What constitutes an affirmative defense?  In Stanke v State Farm Mut. Auto. Ins.Co., 200 Mich App 307, 503 NW2d 758 (1993), the Michigan Court of Appeals held that “[a]n affirmative defense is a defense that does not controvert the plaintiff’s establishing a prima facie case, but that otherwise denies relief to the plaintiff.”  Stanke at 312, (citation omitted).  The Court of Appeals went on to explain that an affirmative defense “is a matter that accepts the plaintiff’s allegation as true and even admits the establishment of the plaintiff’s prima facie case, but that denies that the plaintiff is entitled to recover on the claim for some reason not disclosed in the plaintiff’s pleadings.”  Stanke at 312.  In essence, an affirmative defense is based on legal reasons. The Court pointed to the statute of frauds as an example of an affirmative defense.

MCR 2.111(F)(3) requires that a party must state her affirmative defenses under a separate and distinct heading within her responsive pleadings, such as an answer to a complaint.  Failing to state an affirmative defense in a responsive pleading constitutes a waiver of that defense.  Walters v Nadell, 481 Mich 377, 389; 751 NW2d 431 (2008).  MCR 2.111(F)(3)(a) contains a non-exhaustive list of numerous affirmative defenses, including, but not limited to: contributory negligence, assumption of risk, fraud, duress, statute of frauds, and immunity granted by law.

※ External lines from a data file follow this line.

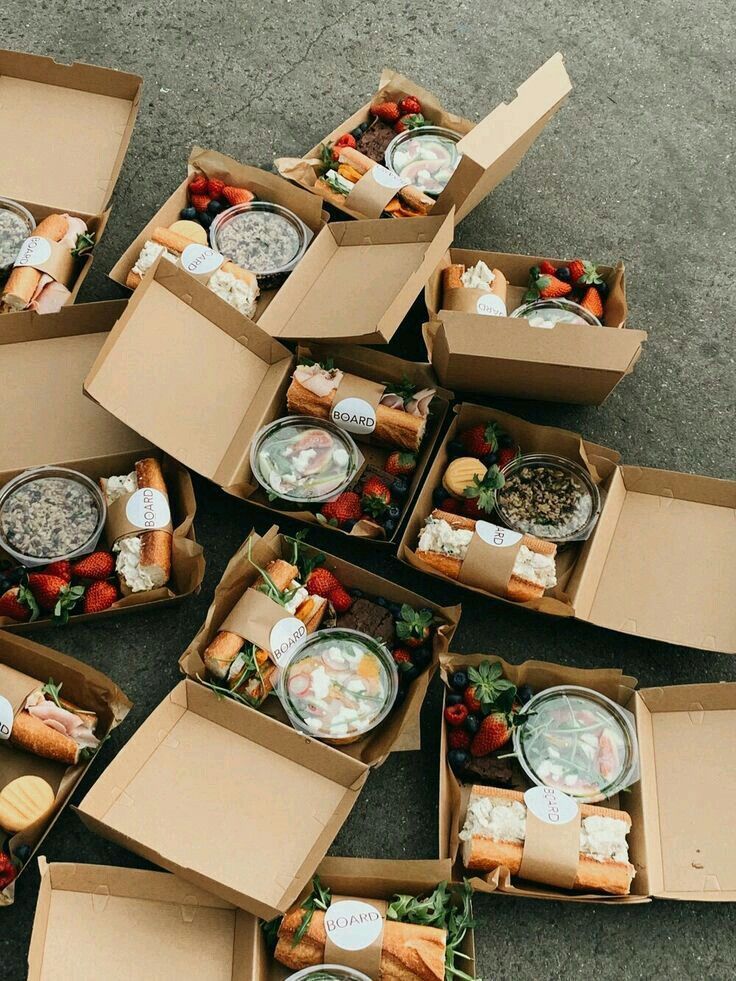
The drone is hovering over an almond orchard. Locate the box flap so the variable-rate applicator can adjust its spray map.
[28,858,255,981]
[0,50,143,215]
[80,681,368,917]
[571,467,736,654]
[259,213,454,344]
[434,52,572,223]
[636,683,736,902]
[0,300,147,474]
[84,260,292,485]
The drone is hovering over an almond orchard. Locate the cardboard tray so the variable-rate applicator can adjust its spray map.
[0,50,143,314]
[0,300,204,631]
[398,403,736,654]
[423,249,647,405]
[276,53,572,223]
[28,858,468,981]
[179,525,461,766]
[440,654,736,906]
[0,630,131,906]
[84,262,452,540]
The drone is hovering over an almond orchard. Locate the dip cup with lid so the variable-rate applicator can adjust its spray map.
[278,627,399,746]
[0,467,107,568]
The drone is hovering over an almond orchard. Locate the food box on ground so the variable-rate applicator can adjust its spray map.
[276,54,571,222]
[398,403,736,653]
[423,249,647,405]
[0,301,204,630]
[0,50,143,316]
[440,654,736,904]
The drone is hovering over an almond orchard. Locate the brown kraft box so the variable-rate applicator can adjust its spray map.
[439,654,736,905]
[423,249,647,405]
[276,53,572,223]
[0,50,143,316]
[398,402,736,654]
[0,300,204,631]
[0,630,131,906]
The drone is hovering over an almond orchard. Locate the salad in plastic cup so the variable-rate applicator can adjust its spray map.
[514,685,639,803]
[278,627,399,745]
[250,416,363,504]
[385,126,462,197]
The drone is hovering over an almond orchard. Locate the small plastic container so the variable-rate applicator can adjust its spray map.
[0,467,107,568]
[510,298,603,330]
[0,197,36,283]
[384,126,462,197]
[496,453,601,545]
[514,685,639,803]
[210,201,313,289]
[250,416,363,505]
[278,627,399,746]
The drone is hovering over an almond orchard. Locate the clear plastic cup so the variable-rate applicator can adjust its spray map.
[0,467,107,567]
[278,627,399,746]
[514,685,639,803]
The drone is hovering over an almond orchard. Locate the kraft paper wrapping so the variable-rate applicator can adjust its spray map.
[324,896,388,978]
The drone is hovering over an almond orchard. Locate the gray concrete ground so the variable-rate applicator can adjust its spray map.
[0,0,736,981]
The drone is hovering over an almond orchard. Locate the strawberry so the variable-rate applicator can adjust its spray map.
[399,95,422,116]
[470,712,513,756]
[580,286,603,320]
[321,491,362,527]
[383,450,417,477]
[82,581,118,613]
[72,549,115,579]
[221,185,255,205]
[371,102,401,123]
[327,586,353,613]
[396,603,434,647]
[304,566,340,597]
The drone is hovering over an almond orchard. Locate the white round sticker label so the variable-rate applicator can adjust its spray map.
[475,293,508,317]
[475,521,524,548]
[15,235,51,266]
[179,242,225,276]
[524,787,578,824]
[0,695,13,739]
[325,899,383,950]
[330,398,376,436]
[269,617,307,668]
[125,487,171,531]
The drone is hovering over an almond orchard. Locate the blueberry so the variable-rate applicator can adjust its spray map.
[447,749,470,776]
[450,671,468,691]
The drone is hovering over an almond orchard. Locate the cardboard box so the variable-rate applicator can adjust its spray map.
[84,264,451,538]
[179,525,461,766]
[276,53,572,222]
[398,403,736,654]
[0,50,143,314]
[0,630,131,906]
[423,249,647,405]
[440,654,736,905]
[0,301,204,630]
[28,858,475,981]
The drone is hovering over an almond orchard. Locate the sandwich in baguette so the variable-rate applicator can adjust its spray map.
[125,228,259,317]
[100,457,172,595]
[415,509,557,603]
[10,682,100,766]
[460,786,636,896]
[286,364,435,452]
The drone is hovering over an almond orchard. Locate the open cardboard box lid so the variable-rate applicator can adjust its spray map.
[79,680,369,918]
[0,50,143,216]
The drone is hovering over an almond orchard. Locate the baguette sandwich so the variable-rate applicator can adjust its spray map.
[125,228,259,317]
[286,364,435,452]
[460,786,636,896]
[100,457,172,596]
[10,684,100,765]
[416,509,557,603]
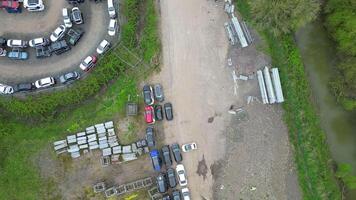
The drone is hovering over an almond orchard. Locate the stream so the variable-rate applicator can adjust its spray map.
[296,19,356,200]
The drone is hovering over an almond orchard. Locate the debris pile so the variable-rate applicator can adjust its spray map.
[53,121,149,166]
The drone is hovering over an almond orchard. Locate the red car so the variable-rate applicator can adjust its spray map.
[0,0,20,9]
[145,106,155,124]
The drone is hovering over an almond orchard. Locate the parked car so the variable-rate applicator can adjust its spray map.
[154,84,164,102]
[79,56,97,71]
[0,84,14,94]
[96,40,110,54]
[171,143,183,163]
[162,145,172,167]
[6,39,27,48]
[143,85,154,105]
[145,106,155,124]
[164,103,173,121]
[62,8,73,28]
[48,40,70,55]
[150,149,162,172]
[108,19,117,36]
[35,77,56,88]
[146,126,156,147]
[162,194,171,200]
[172,190,181,200]
[155,105,163,121]
[23,0,44,11]
[50,25,67,42]
[156,173,167,193]
[28,38,49,47]
[36,46,52,58]
[181,187,190,200]
[7,49,28,60]
[72,7,84,24]
[0,37,6,47]
[14,83,35,92]
[59,71,80,84]
[167,168,177,188]
[67,29,84,46]
[176,164,188,186]
[182,142,198,152]
[0,47,7,57]
[108,0,116,18]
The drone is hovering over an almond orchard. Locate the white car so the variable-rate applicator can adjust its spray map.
[35,77,56,88]
[108,19,117,36]
[108,0,116,18]
[96,40,110,54]
[28,38,49,47]
[23,0,44,11]
[79,56,97,71]
[62,8,73,28]
[182,142,198,152]
[6,39,27,48]
[176,164,188,186]
[50,25,67,42]
[181,187,190,200]
[0,84,14,94]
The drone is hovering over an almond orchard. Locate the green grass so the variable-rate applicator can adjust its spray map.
[238,0,342,200]
[0,0,159,200]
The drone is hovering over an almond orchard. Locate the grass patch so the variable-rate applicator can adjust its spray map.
[237,0,342,200]
[0,0,158,200]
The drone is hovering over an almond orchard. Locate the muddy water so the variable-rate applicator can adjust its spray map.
[296,21,356,199]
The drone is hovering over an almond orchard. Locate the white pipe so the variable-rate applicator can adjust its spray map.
[272,68,284,103]
[263,66,276,104]
[257,70,268,104]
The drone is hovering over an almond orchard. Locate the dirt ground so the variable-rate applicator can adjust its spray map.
[0,0,113,85]
[156,0,301,200]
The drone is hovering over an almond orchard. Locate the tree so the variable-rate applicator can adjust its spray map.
[249,0,320,35]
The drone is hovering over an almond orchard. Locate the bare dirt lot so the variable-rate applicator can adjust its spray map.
[0,0,113,84]
[156,0,301,200]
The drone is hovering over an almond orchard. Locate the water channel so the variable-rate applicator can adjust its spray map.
[296,20,356,199]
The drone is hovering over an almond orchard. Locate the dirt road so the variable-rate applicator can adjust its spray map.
[153,0,300,200]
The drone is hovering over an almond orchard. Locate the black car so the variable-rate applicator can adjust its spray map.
[156,173,167,193]
[172,190,182,200]
[67,29,84,46]
[36,46,52,58]
[143,85,154,105]
[0,37,6,47]
[164,103,173,121]
[146,127,155,147]
[48,40,70,55]
[155,105,163,121]
[162,145,172,167]
[167,168,177,188]
[171,143,183,163]
[14,83,35,92]
[59,71,80,84]
[72,7,84,24]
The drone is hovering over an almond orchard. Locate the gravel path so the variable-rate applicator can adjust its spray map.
[153,0,300,200]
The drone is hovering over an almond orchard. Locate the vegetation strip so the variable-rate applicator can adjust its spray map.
[237,0,342,200]
[0,0,160,200]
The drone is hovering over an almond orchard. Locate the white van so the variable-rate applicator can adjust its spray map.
[108,0,116,19]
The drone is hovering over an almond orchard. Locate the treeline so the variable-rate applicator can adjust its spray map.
[324,0,356,110]
[236,0,342,200]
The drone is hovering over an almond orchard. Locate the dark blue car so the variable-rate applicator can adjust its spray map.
[150,149,162,172]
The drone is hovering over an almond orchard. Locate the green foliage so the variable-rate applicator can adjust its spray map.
[336,163,356,190]
[140,0,161,62]
[325,0,356,110]
[248,0,320,35]
[237,0,341,200]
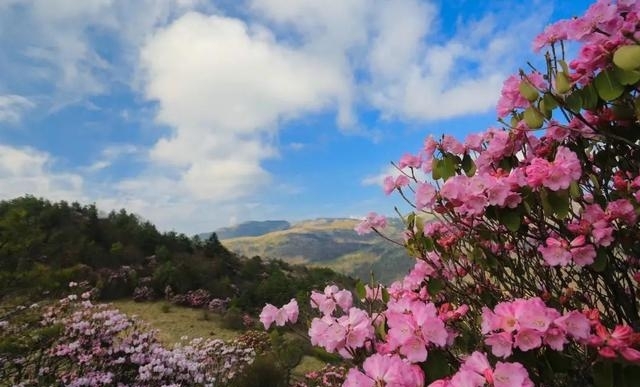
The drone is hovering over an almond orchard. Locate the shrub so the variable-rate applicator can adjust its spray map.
[261,0,640,387]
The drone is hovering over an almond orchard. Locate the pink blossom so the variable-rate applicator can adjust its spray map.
[606,199,637,226]
[442,134,465,155]
[554,310,591,340]
[282,298,299,324]
[497,75,529,118]
[493,362,533,387]
[354,212,387,235]
[515,329,542,351]
[398,153,422,169]
[415,183,436,211]
[484,332,513,358]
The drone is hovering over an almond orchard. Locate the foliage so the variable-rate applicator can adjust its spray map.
[261,0,640,387]
[0,196,348,311]
[0,292,255,386]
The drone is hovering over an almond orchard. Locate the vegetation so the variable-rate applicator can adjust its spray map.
[0,196,350,311]
[221,218,413,284]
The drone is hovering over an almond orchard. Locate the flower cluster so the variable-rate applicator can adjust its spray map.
[266,0,640,387]
[0,293,260,386]
[482,297,591,358]
[260,299,299,329]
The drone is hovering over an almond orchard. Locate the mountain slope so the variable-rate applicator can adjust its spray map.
[198,220,291,240]
[221,218,415,283]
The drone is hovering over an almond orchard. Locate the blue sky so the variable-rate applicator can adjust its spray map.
[0,0,589,233]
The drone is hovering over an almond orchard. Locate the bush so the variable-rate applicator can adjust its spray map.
[233,353,289,387]
[220,307,245,331]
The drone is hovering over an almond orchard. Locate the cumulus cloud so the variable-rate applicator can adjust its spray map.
[0,144,86,200]
[0,0,549,231]
[0,0,206,106]
[141,13,348,200]
[0,94,35,123]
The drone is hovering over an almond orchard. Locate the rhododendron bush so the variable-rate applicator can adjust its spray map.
[0,283,256,387]
[262,0,640,387]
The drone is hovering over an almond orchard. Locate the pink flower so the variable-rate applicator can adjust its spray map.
[497,75,529,118]
[493,362,533,387]
[398,153,422,169]
[606,199,637,226]
[344,354,424,387]
[282,298,299,324]
[342,368,375,387]
[416,183,436,211]
[554,310,591,340]
[260,304,278,329]
[382,175,409,195]
[354,212,387,235]
[515,329,542,351]
[442,134,465,155]
[538,237,571,266]
[484,332,513,358]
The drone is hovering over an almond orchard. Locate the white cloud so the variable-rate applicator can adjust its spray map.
[366,1,549,121]
[141,13,348,200]
[0,94,35,123]
[0,0,206,106]
[0,0,560,231]
[84,144,142,172]
[0,144,86,200]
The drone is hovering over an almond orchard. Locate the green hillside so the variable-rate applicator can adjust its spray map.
[0,196,352,311]
[198,220,291,239]
[221,218,414,283]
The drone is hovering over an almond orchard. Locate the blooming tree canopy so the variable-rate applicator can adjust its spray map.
[262,0,640,387]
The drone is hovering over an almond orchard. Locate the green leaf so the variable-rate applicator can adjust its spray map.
[423,237,435,251]
[558,60,569,74]
[523,107,544,129]
[593,362,614,387]
[545,351,573,372]
[518,79,538,102]
[556,72,571,94]
[581,83,598,109]
[382,287,390,304]
[498,208,522,232]
[470,246,484,261]
[424,349,451,382]
[612,66,640,85]
[569,181,582,199]
[613,44,640,70]
[441,153,458,181]
[427,278,445,296]
[540,189,570,219]
[542,93,558,110]
[462,153,476,177]
[356,281,367,300]
[594,70,624,101]
[591,248,607,273]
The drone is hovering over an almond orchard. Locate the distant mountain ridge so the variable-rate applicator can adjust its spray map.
[205,218,415,283]
[198,220,291,239]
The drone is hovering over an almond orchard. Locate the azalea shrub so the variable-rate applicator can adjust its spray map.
[0,283,258,387]
[261,0,640,387]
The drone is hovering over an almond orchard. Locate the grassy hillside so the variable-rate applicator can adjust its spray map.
[198,220,291,240]
[221,218,414,283]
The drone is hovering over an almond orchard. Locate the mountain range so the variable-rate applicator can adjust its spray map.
[199,218,415,284]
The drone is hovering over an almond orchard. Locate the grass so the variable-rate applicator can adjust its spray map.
[112,300,325,378]
[112,300,242,344]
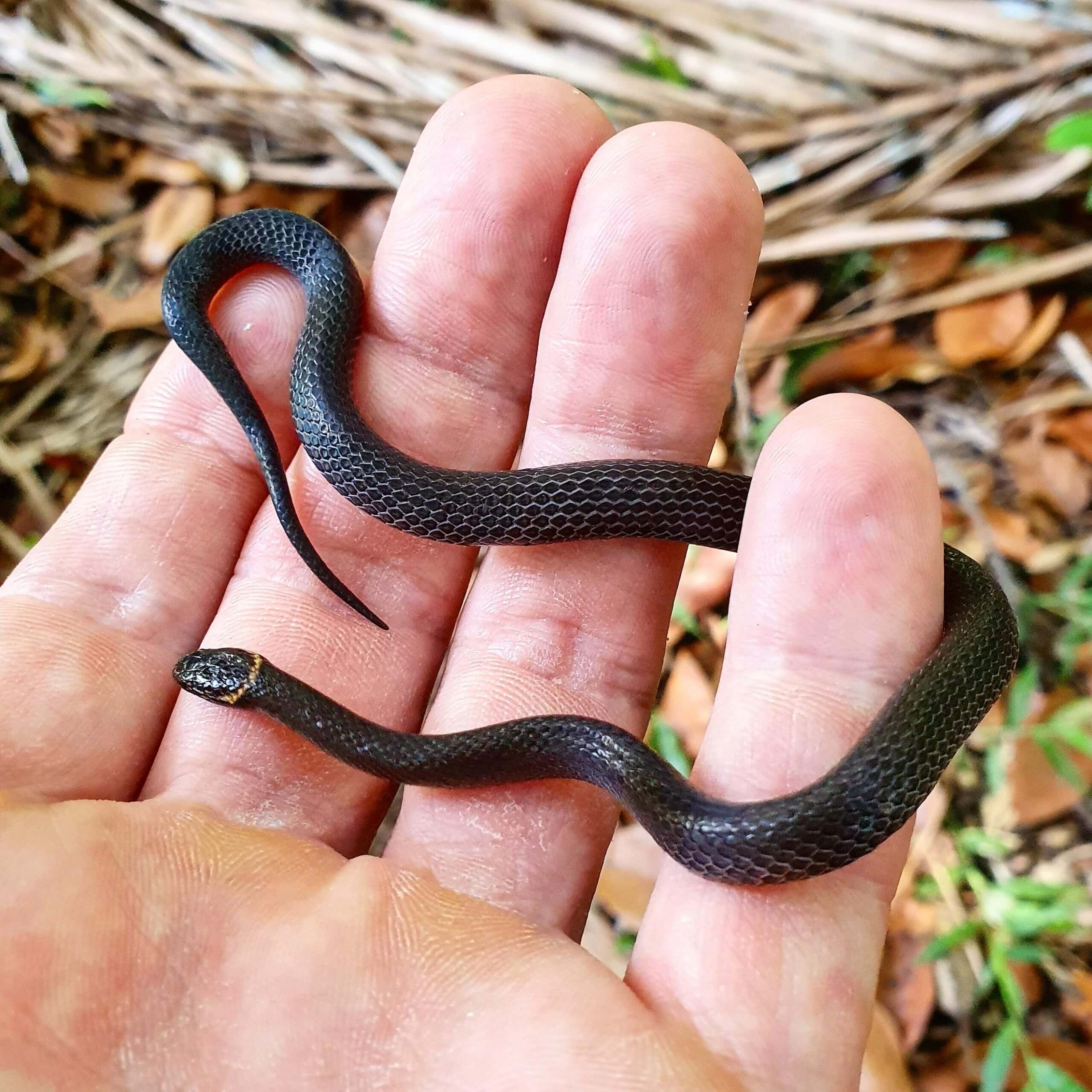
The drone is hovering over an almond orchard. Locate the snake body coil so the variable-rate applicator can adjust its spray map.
[163,210,1016,883]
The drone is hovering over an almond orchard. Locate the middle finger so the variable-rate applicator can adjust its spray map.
[386,123,762,932]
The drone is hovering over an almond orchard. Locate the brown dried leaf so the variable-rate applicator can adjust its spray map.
[675,546,736,614]
[982,505,1043,565]
[797,322,922,394]
[342,193,394,270]
[87,276,163,333]
[1008,960,1043,1008]
[659,649,714,758]
[57,227,103,287]
[138,186,216,271]
[860,1004,914,1092]
[743,281,822,346]
[31,110,83,163]
[1061,967,1092,1035]
[998,292,1066,368]
[932,288,1032,368]
[31,166,133,220]
[595,865,654,932]
[751,353,788,417]
[1046,410,1092,463]
[0,319,66,383]
[1002,736,1092,827]
[914,1058,972,1092]
[1061,296,1092,349]
[216,183,335,217]
[872,239,967,296]
[1002,433,1092,517]
[606,822,664,880]
[125,148,209,186]
[877,921,936,1053]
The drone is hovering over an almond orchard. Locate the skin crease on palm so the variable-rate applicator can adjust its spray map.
[0,76,941,1092]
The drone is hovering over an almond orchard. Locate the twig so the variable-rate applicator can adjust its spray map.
[917,148,1092,213]
[990,386,1092,424]
[0,109,31,186]
[20,211,144,290]
[1055,330,1092,391]
[759,217,1009,262]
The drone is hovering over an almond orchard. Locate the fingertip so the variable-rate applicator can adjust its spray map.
[743,394,941,587]
[209,265,307,384]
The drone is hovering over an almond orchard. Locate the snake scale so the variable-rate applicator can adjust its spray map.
[163,209,1018,885]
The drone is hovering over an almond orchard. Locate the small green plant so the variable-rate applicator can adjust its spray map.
[31,78,113,109]
[1021,554,1092,679]
[917,828,1089,1092]
[1044,110,1092,212]
[671,601,702,636]
[622,34,690,87]
[644,710,694,778]
[736,410,785,459]
[781,341,841,405]
[823,250,876,299]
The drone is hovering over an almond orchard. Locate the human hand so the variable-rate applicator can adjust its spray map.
[0,76,941,1092]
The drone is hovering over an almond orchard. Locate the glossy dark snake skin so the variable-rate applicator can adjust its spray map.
[163,210,1016,883]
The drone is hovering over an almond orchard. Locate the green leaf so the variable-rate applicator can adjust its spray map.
[743,410,785,459]
[1028,1058,1089,1092]
[967,242,1028,269]
[983,743,1008,793]
[1000,876,1084,905]
[1005,661,1039,729]
[989,936,1028,1021]
[1009,942,1051,965]
[1032,725,1089,794]
[31,78,113,109]
[645,710,694,778]
[956,827,1014,860]
[671,603,702,636]
[979,1020,1021,1092]
[781,341,841,403]
[917,921,982,963]
[1043,110,1092,152]
[622,33,690,87]
[825,250,874,296]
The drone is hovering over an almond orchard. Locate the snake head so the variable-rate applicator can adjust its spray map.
[174,649,262,706]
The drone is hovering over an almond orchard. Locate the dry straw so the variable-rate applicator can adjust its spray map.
[0,0,1092,552]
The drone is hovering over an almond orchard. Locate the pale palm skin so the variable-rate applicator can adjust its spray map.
[0,76,941,1092]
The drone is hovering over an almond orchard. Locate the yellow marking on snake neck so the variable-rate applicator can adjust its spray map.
[221,653,262,706]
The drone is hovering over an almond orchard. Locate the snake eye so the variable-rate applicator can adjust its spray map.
[174,649,262,706]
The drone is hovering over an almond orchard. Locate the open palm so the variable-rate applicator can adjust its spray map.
[0,76,941,1092]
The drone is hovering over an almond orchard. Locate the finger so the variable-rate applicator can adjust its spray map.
[388,123,761,932]
[146,76,610,851]
[628,395,942,1090]
[0,273,310,799]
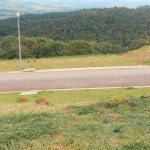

Additionally, a party must also disclose in her responsive pleadings, “a defense that by reason of other affirmative matter seeks to avoid the legal effect of or defeat the claim of the opposing party, in whole or in part.”  MCR 2.111(F)(3)(b).  Such a defense “directly controverts plaintiff’s entitlement to prevail”, and is not an affirmative defense because it “denies that plaintiff can establish a prima facie case…”.  Stanke at 313.  In essence, these defenses are based on factual reasons as opposed to legal reasons.

Furthermore, MCR 2.111(F)(3)(c) requires a party to disclose any defense, that if not raised in a responsive pleading “would be likely to take the opposing party by surprise.”  For example, plaintiff sues defendant for trespass.  Defendant’s answer contains only a general denial, but at trial, she attempts to show adverse possession.  Under MCR 2.111(F)(3)(c), this type of surprise would not be permitted.

Lastly, be careful when answering an amended complaint.  MCR 2.111(F)(3) requires that affirmative defenses be raised in a party’s responsive pleading, “either as originally filed or as amended in accordance with MCR 2.118.”  Under MCR 2.118(A)(4), “unless otherwise indicated, an amended pleading supersedes the former pleading.”  Failing to include an affirmative defense in a party’s amended answer constitutes waiver of that defense despite the party having pled it in the original answer.  Grzesick v Cepela, 237 Mich App 554, 561-562; 603 NW2d 809 (1999).